New research reveals alarming reality of planning homes in floodplains

Photo Credit: iStock

The pressure for real estate development has historically coincided with homes built on land at high risk of environmental damage. New research revealed how monumental this issue is and what it can mean for the future of floodplain real estate. 

What's happening?

The study, performed by researchers at the University of North Carolina at Chapel Hill, indicated that for every flood buyout in the state, ten new homes were built on floodplains, according to Yale Climate Connections (YCC)

A flood buyout occurs when the local or state government approaches a homeowner with an offer to buy their house at market value after it has been flooded. Once the house is purchased, it is demolished, and the space is closed out for future construction to ensure the area is not developed again. The research found that 5,000 properties were bought out over the past two decades, per YCC.
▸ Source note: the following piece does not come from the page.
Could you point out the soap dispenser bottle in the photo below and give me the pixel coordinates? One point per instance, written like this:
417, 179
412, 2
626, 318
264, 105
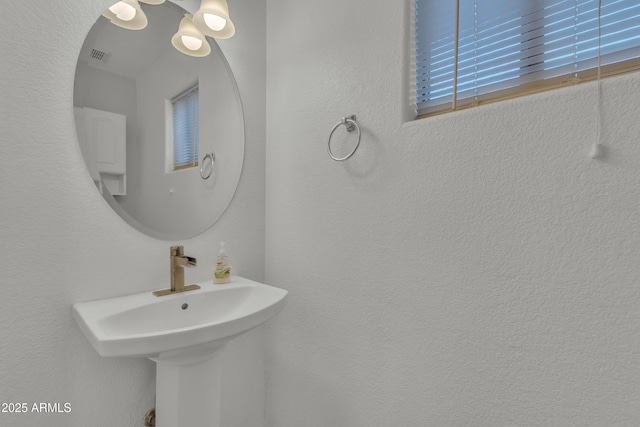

"So as we were trying to get people out and investing in helping people move to safer places, we were also allowing more people to move in and more lives and property, ultimately, to be at risk when those storms hit," researcher Miyuki Hino told YCC. 

Why does it matter?

The changing climate has increased extreme storms and flooding risk in the past few years. It is estimated that the state's coastal areas will see an increase in sea level by four feet by 2030, according to the company North Carolina Flood Insurance, which could affect more than 76,000 people living in those areas. Flooding risk impacts an estimated 1.3 million acres, $8 billion of property, and 2,500 miles of road.

Despite the state's increased severity of storms and floods, populations are still flocking to North Carolina. Residency in coastal areas, which are some of the most at risk, increased by over 105% between 1960 and 2008, per North Carolina Flood Insurance. 

What's being done about it?

Hino's research suggested that land use planning entities need to consider how communities can be structured and built away from at-risk areas. This may look like incentivizing development away from floodplains via financial incentives and regulations.

It may also look like building better infrastructure, such as drainage basins, ditches, and constructed wetlands to minimize flooding damage.